17

14 6 0
                                    

Bel masuk kedua sudah berbunyi, semua murid masuk ke ruang kelasnya masing-masing untuk melanjutkan pembelajaran mereka. Namun, berbeda dengan Juna dan Yardan mereka masih di luar untuk memastikan keadaan Delva dan Sirbul.

Setelah panggilan orang tua mereka ke sekolah, dikabarkan bahwa Sirbul dan Delva mendapatkan scorsing selama satu Minggu. Juna yang mengetahui kabar tersebut merasa bersalah, semua ini berawal dari Juna yang menjadi otaknya.

"Bang, kenapa mereka belum keluar?" tanya Yardan yang terjebak di tubuh Juna.

Mereka bersembunyi di balik dinding tiang untuk mengetahui kabar Delva dan Sirbul yang saat ini berada di ruang guru di dampingi orang tua mereka.

Tak lama mereka keluar bersama wali masing-masing. Juna langsung menghampiri Delva dan Sirbul, ingin tahu bagaimana keadaan mereka. Juna tahu bahwa mereka tak akan menerimanya lagi setelah ini, mereka pasti akan membenci Juna.

"Hei, kawan!" teriak Juna.

Delva dan Sirbul yang menampilkan wajah memelas, menoleh dan menatap bingung pada Yardan. Jelas mereka belum mengetahui bahwa jiwa sahabatnya—Juna tertukar dengan adik kelasnya.

"Delva, ayah tunggu di mobil," ucap ayahnya Delva dan diangguki oleh sang anak. Ayahnya Delva mengerti bahwa mungkin mereka ingin membicarakan suatu hal.

"Mama, tunggu di depan," pamit mamanya Sirbul pada anaknya, lantas mengikuti kemana arah pergi ayahnya Delva.

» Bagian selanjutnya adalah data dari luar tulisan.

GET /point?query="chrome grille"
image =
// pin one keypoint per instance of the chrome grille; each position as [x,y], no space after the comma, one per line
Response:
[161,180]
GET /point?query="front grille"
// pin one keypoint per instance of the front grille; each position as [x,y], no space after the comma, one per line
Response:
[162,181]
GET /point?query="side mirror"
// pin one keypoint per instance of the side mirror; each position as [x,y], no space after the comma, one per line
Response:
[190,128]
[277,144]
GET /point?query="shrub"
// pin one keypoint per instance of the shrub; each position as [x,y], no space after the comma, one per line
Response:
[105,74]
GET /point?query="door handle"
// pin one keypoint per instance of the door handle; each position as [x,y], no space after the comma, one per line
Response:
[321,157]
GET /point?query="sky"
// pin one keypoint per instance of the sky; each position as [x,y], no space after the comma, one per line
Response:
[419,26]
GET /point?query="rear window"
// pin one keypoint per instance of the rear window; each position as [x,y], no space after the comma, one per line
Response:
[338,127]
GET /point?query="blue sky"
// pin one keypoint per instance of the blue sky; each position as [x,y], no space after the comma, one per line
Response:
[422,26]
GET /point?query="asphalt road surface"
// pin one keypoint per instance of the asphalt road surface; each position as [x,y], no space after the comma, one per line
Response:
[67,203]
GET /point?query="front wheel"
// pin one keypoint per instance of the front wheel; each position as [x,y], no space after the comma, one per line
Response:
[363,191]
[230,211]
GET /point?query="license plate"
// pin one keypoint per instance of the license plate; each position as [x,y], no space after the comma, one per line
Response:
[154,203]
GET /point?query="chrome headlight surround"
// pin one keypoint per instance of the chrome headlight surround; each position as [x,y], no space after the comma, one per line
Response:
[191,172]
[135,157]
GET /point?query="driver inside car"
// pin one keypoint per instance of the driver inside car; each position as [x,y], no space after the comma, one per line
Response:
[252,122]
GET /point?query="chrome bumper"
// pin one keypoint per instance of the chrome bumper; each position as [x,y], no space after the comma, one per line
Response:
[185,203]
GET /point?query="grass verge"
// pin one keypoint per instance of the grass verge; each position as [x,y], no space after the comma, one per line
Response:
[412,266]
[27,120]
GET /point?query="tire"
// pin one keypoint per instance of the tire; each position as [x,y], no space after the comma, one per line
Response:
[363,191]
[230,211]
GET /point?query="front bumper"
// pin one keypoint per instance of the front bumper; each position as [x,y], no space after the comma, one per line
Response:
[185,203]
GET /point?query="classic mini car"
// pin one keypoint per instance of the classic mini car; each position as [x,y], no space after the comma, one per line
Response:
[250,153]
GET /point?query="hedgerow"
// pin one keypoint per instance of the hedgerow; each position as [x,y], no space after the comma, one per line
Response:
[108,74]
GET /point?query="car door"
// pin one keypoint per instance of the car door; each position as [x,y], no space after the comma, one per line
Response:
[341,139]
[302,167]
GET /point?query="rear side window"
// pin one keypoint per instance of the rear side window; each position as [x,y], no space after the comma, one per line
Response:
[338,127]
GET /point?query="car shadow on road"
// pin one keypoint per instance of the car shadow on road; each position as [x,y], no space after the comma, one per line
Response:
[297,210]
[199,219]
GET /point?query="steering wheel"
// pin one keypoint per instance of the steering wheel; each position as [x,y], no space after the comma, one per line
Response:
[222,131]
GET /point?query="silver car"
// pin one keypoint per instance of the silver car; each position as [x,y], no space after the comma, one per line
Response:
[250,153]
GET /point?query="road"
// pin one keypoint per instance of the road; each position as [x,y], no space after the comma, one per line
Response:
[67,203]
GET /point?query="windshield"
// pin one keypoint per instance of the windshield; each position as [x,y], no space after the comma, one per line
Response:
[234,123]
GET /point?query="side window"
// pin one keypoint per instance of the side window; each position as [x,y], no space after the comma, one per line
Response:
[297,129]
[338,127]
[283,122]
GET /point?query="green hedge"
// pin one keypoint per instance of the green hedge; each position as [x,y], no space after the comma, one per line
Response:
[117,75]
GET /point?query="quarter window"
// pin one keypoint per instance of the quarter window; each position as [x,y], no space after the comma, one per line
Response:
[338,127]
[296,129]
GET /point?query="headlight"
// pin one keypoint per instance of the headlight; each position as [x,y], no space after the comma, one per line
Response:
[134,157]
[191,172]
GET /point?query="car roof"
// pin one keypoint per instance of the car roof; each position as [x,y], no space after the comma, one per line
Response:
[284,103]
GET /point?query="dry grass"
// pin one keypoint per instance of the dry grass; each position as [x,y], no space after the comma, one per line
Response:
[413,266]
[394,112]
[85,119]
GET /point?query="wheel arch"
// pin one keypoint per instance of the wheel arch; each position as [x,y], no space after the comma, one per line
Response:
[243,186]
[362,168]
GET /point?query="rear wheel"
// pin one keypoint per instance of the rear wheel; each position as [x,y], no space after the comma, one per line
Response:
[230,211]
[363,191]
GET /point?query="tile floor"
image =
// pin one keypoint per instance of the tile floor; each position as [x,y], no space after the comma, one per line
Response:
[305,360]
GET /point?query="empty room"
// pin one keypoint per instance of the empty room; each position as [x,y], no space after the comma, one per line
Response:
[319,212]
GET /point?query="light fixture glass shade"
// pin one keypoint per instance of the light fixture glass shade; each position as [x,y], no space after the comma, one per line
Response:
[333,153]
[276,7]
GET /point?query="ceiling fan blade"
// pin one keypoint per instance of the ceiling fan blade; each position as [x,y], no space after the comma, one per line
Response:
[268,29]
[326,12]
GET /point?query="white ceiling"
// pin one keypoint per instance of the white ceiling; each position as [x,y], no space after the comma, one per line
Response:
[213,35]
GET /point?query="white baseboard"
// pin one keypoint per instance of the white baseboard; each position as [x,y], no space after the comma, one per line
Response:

Yardan berada di belakang Juna, tentu yang sekarang menjadi sorotan Delva dan Sirbul adalah Yardan yang terjebak di tubuh Juna.
Delva berjalan mendekati Yardan tanpa menghiraukan Juna yang berada paling depan.

"Jangan nyebut itu, kita bukan kawan," ucap Delva dingin.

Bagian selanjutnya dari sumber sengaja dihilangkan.